One thought is to use a couple 2×4 cut to length use pocket screws to form back stretchers between the two side panels. Another thought is to use some metal brackets to secure the 2×4s. A third option, is to cut a new back from plywood and then securing that. Because all tools are in my garage, not his condo, cutting dadoes, mortises and tenons, or other joinery, other than perhaps a few dowels (I do have drills and forstner bits) would be very difficult.

I've never used pocket screws, but I just purchased the Kreg K4 MS system, so I have the capability, at least from the tool standpoint, to do them. Brackets would also be easy.

Aesthetics is not a big an issue in this case.

So my questions then are:
Would pocket screws (coarse thread for soft wood?) work to hold 2×4s to the sides and secure them? Or would the screws strip out or not provide enough strength? Would the bracket approach to secure them be better? Are there other alternatives that would work even better?

Thanks in advance for the wisdom of the crowd.
Cameron


----------



## jimmyb (Mar 21, 2013)

I believe you should be okay. I have used the Kreg screws in chip board and have had no problems. A little glue with them would not hurt


----------



## BentheViking (May 19, 2011)

I'd be more concerned with whether or not 2×4 will provide the needed structural support. Cabinets, desks or other furniture typically have paneled backs to keep it from racking. You might be able to get away with a 2×4 but you'll probably be better off using two or three 2×6s


----------



## 1thumb (Jun 30, 2012)

cut/install a new back out of 1/4 inch plywood


----------



## MT_Stringer (Jul 21, 2009)

Cut a new back out of 1/2 inch plywood - Birch if available. Drill pocket screw holes along the sides and across the top. If the desk is against a wall, the holes cold be on the outside leaving a clean side under the desk. If not, reverse it and put the holes under the desk with the clean side out.

Holes for 1/2 inch plywood would require 1 inch screws. I just did this on a cabinet. I will take a pic or two and post it shortly.

This is the back of a cabinet that will reside under a miter saw station. It is very strong. I ran two stretchers across the back and across the top. Then I filled in the opening with a piece of 1/2 inch pine plywood. I used the Kreg mini jig to drill the 1/2 inch holes but your jig has the capability to do 1/2 inch also. I used the one inch screws with the round thick shoulder and not the panhead type. They pull down tight. I was screwing into 3/4 inch plywood on the sides.

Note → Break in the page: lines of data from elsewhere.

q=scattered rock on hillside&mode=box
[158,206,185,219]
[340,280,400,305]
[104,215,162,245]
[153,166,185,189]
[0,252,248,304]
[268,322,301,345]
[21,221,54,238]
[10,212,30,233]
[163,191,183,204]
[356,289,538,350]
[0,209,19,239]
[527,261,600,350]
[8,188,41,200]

Hope this helps or at least gives you some inspiration on the fix.
Mike


----------



## CameronD (Jun 23, 2013)

These responses are quite helpful. It seems that the overall approach of pocket screws to secure will work, but then from there I should look at additional reinforcement. I was also considering using three stretchers, one at the top, one at the bottom, and one at the middle, but it seems really replacing the back may be the best approach.

I read on these forums and watch videos on YouTube or other sites and am impressed with the variety of approaches to every problem. Thanks again for the advice. I'll try to remember to report back what we end up doing.


----------